Faktor yang menopang pertumbuhan kredit bank, di antaranya peningkatan kegiatan ekonomi dengan mobilitas yang lebih tinggi karena Pemberlakuan Pembatasan Kegiatan Masyarakat (PPKM) telah dicabut pada akhir 2022 lalu.

Pelonggaran ini membuat transaksi ekonomi sudah mulai normal kembali.

Faktor positif dari dalam negeri tersebut diharapkan akan mencegah dampak krisis perbankan Amerika Serikat (AS) berpengaruh pada kinerja Perseroan perbankan Indonesia.

Dampaknya hanya pada penurunan harga saham dalam waktu jangka pendek akibat efek dari para pelaku pasar yang panik jual atas krisis perbankan AS.

Selain itu, Bank Indonesia memprakirakan pertumbuhan ekonomi Indonesia pada 2023 tetap kuat pada kisaran 4,5-5,3%dan akan terus meningkat menjadi 4,7-5,5% pada 2024.

Pertumbuhan akan didukung oleh konsumsi swasta, investasi, dan tetap positifnya kinerja ekspor di tengah pertumbuhan ekonomi global yang melambat.

Pertumbuhan kredit juga diprakirakan akan tumbuh pada kisaran 10-12% pada 2023 dan 2024. 

Ekonomi dan keuangan digital juga akan meningkat pada 2023 dan 2024 dengan nilai transaksi e-commerce diprakirakan mencapai Rp572 triliun dan Rp689 triliun, uang elektronik Rp508 triliun dan Rp640 triliun, dan digital banking lebih dari Rp67 ribu dan Rp87 ribu triliun.

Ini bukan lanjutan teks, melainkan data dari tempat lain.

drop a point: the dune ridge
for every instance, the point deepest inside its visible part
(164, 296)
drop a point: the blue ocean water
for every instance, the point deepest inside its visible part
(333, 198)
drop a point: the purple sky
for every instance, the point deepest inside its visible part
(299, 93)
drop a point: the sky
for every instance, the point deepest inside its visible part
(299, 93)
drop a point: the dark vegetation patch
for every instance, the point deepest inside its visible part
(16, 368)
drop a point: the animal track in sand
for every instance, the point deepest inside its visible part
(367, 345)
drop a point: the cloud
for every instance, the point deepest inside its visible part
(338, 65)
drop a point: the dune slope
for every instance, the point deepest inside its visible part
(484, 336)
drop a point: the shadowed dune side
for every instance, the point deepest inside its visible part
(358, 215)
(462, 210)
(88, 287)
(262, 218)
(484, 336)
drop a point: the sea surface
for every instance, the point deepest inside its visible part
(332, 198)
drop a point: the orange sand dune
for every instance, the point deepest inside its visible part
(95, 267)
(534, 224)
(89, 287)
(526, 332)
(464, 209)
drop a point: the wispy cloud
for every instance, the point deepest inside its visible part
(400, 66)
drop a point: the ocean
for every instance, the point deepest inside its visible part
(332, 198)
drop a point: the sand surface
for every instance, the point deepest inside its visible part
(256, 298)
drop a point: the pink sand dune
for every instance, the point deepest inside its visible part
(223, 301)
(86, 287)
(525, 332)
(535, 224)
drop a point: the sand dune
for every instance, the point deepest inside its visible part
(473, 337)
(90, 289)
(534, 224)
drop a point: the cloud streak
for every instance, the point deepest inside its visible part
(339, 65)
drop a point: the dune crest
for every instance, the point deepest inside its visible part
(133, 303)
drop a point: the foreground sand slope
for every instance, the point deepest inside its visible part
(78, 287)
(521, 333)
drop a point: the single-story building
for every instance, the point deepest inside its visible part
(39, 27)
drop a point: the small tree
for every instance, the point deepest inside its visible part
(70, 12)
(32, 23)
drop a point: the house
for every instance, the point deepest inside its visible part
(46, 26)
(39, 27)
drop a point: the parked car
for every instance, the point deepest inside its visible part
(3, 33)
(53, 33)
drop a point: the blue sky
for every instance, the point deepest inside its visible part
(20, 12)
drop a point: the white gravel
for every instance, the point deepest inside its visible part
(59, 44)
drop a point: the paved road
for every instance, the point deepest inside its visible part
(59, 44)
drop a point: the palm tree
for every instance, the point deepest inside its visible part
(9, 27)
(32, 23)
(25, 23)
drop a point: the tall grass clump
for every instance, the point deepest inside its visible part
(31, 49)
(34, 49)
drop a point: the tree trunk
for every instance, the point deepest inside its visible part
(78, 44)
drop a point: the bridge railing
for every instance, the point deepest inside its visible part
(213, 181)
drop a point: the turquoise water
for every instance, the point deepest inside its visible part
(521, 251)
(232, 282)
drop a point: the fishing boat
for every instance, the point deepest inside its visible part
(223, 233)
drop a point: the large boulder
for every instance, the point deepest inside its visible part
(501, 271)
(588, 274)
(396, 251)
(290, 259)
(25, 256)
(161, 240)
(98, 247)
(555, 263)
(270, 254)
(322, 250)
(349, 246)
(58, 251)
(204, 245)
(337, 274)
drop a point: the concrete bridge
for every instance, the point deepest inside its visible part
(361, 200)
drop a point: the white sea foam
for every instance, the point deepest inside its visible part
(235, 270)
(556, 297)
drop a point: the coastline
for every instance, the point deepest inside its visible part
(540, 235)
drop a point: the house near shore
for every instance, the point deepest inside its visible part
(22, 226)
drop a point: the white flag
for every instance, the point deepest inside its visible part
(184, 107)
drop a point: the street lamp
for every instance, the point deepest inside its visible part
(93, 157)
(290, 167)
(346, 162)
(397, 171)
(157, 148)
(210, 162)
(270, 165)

Sanggahan: Artikel ini adalah produk jurnalistik berupa pandangan CNBC Indonesia Research. Analisis ini tidak bertujuan mengajak pembaca untuk membeli, menahan, atau menjual produk atau sektor investasi terkait. Keputusan sepenuhnya ada pada diri pembaca, sehingga kami tidak bertanggung jawab terhadap segala kerugian maupun keuntungan yang timbul dari keputusan tersebut.